Die krisengeschüttelte Fluggesellschaft Alitalia trennt sich von ihrem langjährigen Partner Air France-KLM. Die italienische Airline wird 2017 das auslaufende Joint Venture-Abkommen mit dem Partner nicht erneuern, teilte Alitalias CEO, Silvano Cassano, in einer Presseaussendung am Dienstag mit.

Die 2009 mit Air France-KLM abgeschlossene Partnerschaft sei in einem Wirtschaftsumfeld entstanden, das sich in den letzten Jahren stark geändert habe, und sei heute nicht mehr vorteilhaft. Als das Abkommen abgeschlossen wurde, war Alitalias Position anders, meinte Cassano.

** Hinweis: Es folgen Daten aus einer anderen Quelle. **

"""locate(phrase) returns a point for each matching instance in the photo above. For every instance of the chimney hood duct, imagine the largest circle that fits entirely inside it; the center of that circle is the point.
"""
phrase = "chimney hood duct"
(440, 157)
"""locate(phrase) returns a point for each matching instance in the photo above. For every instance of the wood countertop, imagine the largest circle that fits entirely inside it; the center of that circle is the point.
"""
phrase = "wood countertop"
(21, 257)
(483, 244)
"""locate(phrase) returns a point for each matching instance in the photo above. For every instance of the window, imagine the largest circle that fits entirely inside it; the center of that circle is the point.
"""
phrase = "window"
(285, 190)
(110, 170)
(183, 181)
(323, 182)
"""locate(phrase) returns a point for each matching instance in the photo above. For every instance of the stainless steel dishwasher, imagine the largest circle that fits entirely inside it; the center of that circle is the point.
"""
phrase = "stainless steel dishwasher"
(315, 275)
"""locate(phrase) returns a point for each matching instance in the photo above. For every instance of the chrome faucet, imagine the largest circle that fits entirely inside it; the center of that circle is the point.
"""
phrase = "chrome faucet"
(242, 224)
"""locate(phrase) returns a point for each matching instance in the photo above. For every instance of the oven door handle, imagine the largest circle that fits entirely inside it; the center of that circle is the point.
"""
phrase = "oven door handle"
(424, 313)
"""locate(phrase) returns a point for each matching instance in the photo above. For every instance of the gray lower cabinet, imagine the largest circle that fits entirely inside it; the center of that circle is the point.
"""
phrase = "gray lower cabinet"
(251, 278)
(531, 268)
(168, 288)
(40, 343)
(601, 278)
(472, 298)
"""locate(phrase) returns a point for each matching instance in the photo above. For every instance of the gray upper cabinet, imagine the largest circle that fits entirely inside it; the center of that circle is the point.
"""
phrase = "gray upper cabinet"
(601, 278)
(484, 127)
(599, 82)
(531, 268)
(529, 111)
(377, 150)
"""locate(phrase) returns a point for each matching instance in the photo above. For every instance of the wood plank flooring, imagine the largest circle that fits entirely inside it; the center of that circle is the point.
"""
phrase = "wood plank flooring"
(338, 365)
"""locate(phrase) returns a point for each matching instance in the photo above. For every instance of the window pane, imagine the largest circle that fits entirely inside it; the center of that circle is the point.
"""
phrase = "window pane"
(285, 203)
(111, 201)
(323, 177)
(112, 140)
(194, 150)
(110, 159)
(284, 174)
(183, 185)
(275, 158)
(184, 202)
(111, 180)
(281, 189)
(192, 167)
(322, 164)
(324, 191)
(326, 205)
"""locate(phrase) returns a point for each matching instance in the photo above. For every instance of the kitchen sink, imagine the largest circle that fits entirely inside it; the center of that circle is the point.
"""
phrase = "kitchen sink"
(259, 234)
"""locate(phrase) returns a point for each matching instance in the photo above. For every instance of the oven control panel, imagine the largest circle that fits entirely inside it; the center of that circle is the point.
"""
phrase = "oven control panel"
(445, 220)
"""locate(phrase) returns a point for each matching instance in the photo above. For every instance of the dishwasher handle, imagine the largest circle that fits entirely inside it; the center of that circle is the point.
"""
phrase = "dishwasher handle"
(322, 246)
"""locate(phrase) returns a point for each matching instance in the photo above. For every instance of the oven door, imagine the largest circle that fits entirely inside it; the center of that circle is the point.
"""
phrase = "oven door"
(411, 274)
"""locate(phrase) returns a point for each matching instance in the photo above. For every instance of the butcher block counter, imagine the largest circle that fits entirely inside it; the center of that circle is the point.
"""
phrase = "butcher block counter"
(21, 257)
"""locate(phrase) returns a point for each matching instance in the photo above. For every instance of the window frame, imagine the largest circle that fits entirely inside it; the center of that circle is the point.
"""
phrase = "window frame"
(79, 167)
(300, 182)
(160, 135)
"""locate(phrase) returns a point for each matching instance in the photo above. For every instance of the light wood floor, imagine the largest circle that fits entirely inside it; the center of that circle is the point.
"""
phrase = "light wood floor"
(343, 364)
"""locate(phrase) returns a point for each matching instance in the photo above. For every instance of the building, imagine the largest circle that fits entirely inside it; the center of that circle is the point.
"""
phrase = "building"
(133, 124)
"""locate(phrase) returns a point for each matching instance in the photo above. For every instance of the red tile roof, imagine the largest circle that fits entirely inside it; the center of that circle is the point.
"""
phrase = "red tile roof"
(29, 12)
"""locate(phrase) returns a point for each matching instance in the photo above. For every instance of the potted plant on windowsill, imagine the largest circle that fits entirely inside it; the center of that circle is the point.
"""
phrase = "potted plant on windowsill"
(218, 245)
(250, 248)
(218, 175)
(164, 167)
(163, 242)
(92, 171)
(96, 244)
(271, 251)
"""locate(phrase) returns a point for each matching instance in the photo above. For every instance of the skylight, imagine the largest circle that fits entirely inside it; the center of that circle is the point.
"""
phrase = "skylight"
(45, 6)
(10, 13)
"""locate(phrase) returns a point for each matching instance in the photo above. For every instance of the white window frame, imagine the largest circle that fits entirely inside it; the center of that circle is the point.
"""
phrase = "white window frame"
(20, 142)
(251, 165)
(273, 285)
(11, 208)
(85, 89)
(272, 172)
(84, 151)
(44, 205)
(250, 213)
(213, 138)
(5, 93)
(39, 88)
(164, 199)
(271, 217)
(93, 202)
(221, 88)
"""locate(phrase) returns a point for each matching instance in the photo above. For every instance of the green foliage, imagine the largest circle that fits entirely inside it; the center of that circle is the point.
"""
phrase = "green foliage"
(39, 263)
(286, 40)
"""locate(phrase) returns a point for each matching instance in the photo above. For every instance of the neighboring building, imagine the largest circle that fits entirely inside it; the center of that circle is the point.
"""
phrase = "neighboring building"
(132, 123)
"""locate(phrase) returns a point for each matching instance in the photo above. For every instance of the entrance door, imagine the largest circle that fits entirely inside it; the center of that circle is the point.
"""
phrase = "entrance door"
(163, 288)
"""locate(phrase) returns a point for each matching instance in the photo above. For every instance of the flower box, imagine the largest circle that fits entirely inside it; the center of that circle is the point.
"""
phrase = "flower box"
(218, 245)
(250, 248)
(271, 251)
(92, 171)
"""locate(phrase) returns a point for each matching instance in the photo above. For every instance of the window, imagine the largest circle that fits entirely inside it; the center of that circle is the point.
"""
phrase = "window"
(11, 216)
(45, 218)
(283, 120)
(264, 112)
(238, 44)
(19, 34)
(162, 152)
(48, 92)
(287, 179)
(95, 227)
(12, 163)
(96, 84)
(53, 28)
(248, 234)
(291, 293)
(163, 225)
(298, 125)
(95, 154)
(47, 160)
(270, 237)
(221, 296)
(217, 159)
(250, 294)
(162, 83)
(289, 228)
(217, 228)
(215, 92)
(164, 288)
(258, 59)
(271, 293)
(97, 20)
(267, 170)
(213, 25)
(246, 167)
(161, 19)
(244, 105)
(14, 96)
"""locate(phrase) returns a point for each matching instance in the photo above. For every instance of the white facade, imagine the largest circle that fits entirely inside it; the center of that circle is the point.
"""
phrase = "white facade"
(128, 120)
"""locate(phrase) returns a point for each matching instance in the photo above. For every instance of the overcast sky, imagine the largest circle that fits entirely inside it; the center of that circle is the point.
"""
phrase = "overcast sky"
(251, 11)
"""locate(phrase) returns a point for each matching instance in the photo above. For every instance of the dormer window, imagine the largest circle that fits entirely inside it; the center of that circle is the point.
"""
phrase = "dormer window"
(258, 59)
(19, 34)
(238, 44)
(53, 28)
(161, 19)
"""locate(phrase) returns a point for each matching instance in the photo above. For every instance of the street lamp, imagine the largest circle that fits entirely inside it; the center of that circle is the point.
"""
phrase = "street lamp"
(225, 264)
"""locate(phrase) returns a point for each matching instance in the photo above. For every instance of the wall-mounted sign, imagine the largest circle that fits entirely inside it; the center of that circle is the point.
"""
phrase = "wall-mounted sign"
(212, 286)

Nach dem Einstieg des Air-Berlin-Aktionärs Etihad bei der angeschlagenen Alitalia im vergangenen August hofft die italienische Airline auf einen Neubeginn. Dies soll dank mehr internationalen Flugverbindungen und eines verbesserten Kundenservice gelingen. Dabei soll vor allem auf Nordamerika und Asien gesetzt werden.

Alitalia rechnet damit, 2017 wieder die Gewinnschwelle zu erreichen. Um dieses Ziel zu schaffen, sind Investitionen in Höhe von 700 Mio. Euro zum Ausbau von Flotte, Technologie und Personal geplant. Alitalia will die Zahl der Routen um 17 Prozent aufstocken.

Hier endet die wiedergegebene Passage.